Value is not created by infrastructure. Value is created by throughput.
Growth as a strategic illusion
IIn the current market phase, many providers follow a simple logic: more locations, more space, more presence. Real estate logic.
- But growth is not a competitive advantage.
- Growth is not protection.
- Growth is not a goal.
Without a clear strategic choice, expansion leads to fragmented networks, heterogeneous experiences, inconsistent quality, increasing complexity, and decreasing controllability. With each additional location, maintenance effort, risk of malfunction, quality variation, and probability of friction increase.
Expansion without trust dilutes quality. And diluted quality destroys return visits.
Differentiation or low cost
For context: My strategic understanding is closely aligned with Roger Martin’s school of thought. Not because I adopt his models, but because we share the same basic assumption: Strategy is not a plan or a forecast, but a structured theory about how value is created under uncertainty and decisions become effective. Like Martin, I do not focus on competition, but on the architecture of decisions, the ability to resolve goal conflicts, and the systematic connection of user logic, organization, and value creation.
Therefore, in my view, there are only two truly sustainable strategies: differentiation or low cost.
In the charging market, there is currently no real low-cost path. Low cost would require radical standardization, maximum process simplification, minimal services, extreme utilization, and uncompromising cost discipline. There is, so to speak, no „RyanCharge.“
Instead, most providers try to be simultaneously somewhat cheaper, somewhat better, somewhat more modern, and somewhat more convenient. The result is strategic ambiguity.
- Everyone looks similar.
- Everyone offers similar things.
- Everyone has similar prices.
- No one has a clearly defensible advantage.
In this state, price becomes a substitute for strategy. And price wars become a consumption of substance.
Trust as the only structural lever
In this market phase, there remains exactly one lever that simultaneously stabilizes utilization, increases volume, reduces fixed costs, defuses price wars, and secures investment capacity: trust.

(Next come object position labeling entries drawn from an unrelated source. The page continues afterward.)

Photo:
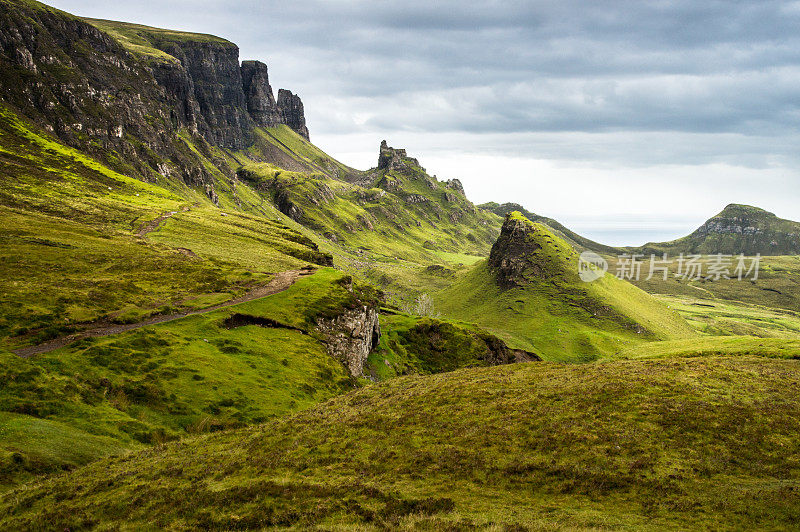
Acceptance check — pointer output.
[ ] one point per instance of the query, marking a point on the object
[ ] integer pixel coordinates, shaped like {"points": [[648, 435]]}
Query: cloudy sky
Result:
{"points": [[626, 121]]}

- Not as an image campaign.
- Not as marketing.
- Not as a promise.
But as a system property. The start works. Aborts remain the exception. Performance meets expectations. The price is consistent. The location is predictable.
Not perfect systems win, but predictable ones. Not maximum performance scales, but minimal friction.
Bridge to market logic
From the user’s perspective, the question is: Will I come back here? From the provider’s perspective, it is: Am I stably utilized here? Both questions describe the same mechanism.
In the next part, it is about market logic: why utilization and trust are not opposites, but two sides of the same system.
Because in mature infrastructure systems, the following applies: Utilization arises from trust. And trust arises from utilization. Not as a metaphor. As an economic reality.
Key Takeaways
- Charging infrastructure is not a product business, but a fixed cost-driven infrastructure system.
- Profitability is not determined by price, but by the volume of recurring processes.
- Margin is not a lever, but a result of utilization.
- Price shifts demand but does not stabilize it.
- Utilization is not a goal, but the result of trust.
- Utilization cannot be directly optimized—only trust can.
- Value is not created by inventory, but by throughput.
- Growth without trust dilutes quality and destroys return visits.
- Low cost is hardly achievable in charging—differentiation through trust remains the only defensible path.
- Trust is the only structural lever that reduces fixed costs, increases volume, and defuses price wars.